Family of opinionated design skills for reviewing and improving real frontend code. Most paths start by establishing project context (design-context), then branch into a transformation (animate, bolder, polish) or a review (critique, audit, check).

One-time setup

  • design-context — gathers project-specific design context (brand, audience, design system) and writes .design-context.md.
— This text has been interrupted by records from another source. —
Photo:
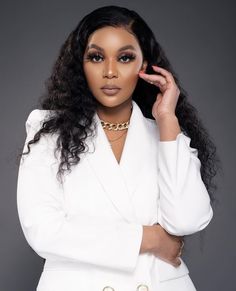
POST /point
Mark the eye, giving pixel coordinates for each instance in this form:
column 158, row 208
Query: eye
column 130, row 57
column 94, row 57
Run this first; almost every other design-* skill produces generic output without it.

Routing table

Foundation

  • design-context — first-run setup, project priming (see above).
  • design-frontend — build distinctive production-grade UI; avoid generic AI aesthetics; entry point for new components/pages/dashboards.
  • design-extract — pull repeated UI into reusable components / tokens / patterns; grow the design system.
  • design-normalize — re-align drifted UI back to design-system tokens and patterns.

Visual treatment

  • design-colorize — strategic color for monochrome / gray / dull interfaces.
  • design-quieter — tone down loud / aggressive / overstimulating designs.
  • design-bolder — amplify safe / generic designs with concrete intensity options.
  • design-typeset — fix font choice, hierarchy, sizing, weight, readability.
  • design-typography-rules — enforce typographic correctness (quotes, dashes, spacing); auto-applies when generating UI with text.
  • design-arrange — layout, spacing, rhythm, visual hierarchy.
  • design-animate — purposeful animation, micro-interactions, motion.
  • design-delight — moments of joy, personality, memorable touches.
  • design-overdrive — push past conventional limits (shaders, physics, scroll-driven, 60fps).
  • design-distill — strip to essence; remove unnecessary complexity.

UX content and flow

  • design-clarify — improve UX copy, labels, error messages, microcopy.
  • design-onboard — first-run experience, empty states, activation.
  • design-adapt — responsive layouts, breakpoints, touch targets, cross-device.
  • design-harden — resilience: error states, i18n, overflow, edge cases.
  • design-optimize — performance: loading, rendering, bundle size, animation FPS.

Review and quality

  • design-audit — usability eval of existing source or live URL; for symptoms like “users keep abandoning this form”.
  • design-critique — UX critique with scoring, persona testing, actionable feedback.
  • design-check — technical quality report (a11y, perf, theming, responsive, anti-patterns) with P0–P3 ratings.
  • design-polish — final pre-ship pass: alignment, spacing, micro-detail.

Cross-family edges

  • figma-make-to-vite — when the user wants to take a Figma Make export and turn it into a working Vite app; pair with design-frontend and design-context.
  • react-composition — when extracting components in design-extract, the React API design lives here.
  • react-best-practices — pairs with design-optimize for render-perf root causes.
  • pages-prepare-vite and the rest of pages-* — when shipping the resulting design as a static site.
  • tauri-windows-custom-titlebar / tauri-windows-transparency-vibrancy — when the surface is a Tauri WebView, not a plain browser page.
  • code-review-cycle — to land design changes through review.

Decision flow

  1. No .design-context.md in repo → start with design-context regardless of the immediate ask.
  2. Building something new → design-frontend.
  3. User describes a symptom (“feels off”, “users confused”) → design-audit or design-critique.
  4. User names a specific lever (color / type / motion / layout / copy) → jump directly to that sibling.
  5. User says “ship-ready” / “final pass” → design-polish, then design-check, then design-harden.
  6. User wants a design system out of repeated UI → design-extract, then design-normalize to retrofit usages.

When NOT to use this skill

  • Pure CSS/HTML syntax questions with no design judgment involved — go to MDN.
  • Logo, illustration, or brand-identity work — these skills assume application UI.
  • Pure performance engineering with no visible UI symptom — use a perf profiler workflow.
  • Brand strategy / marketing copy — design-clarify handles UX microcopy only.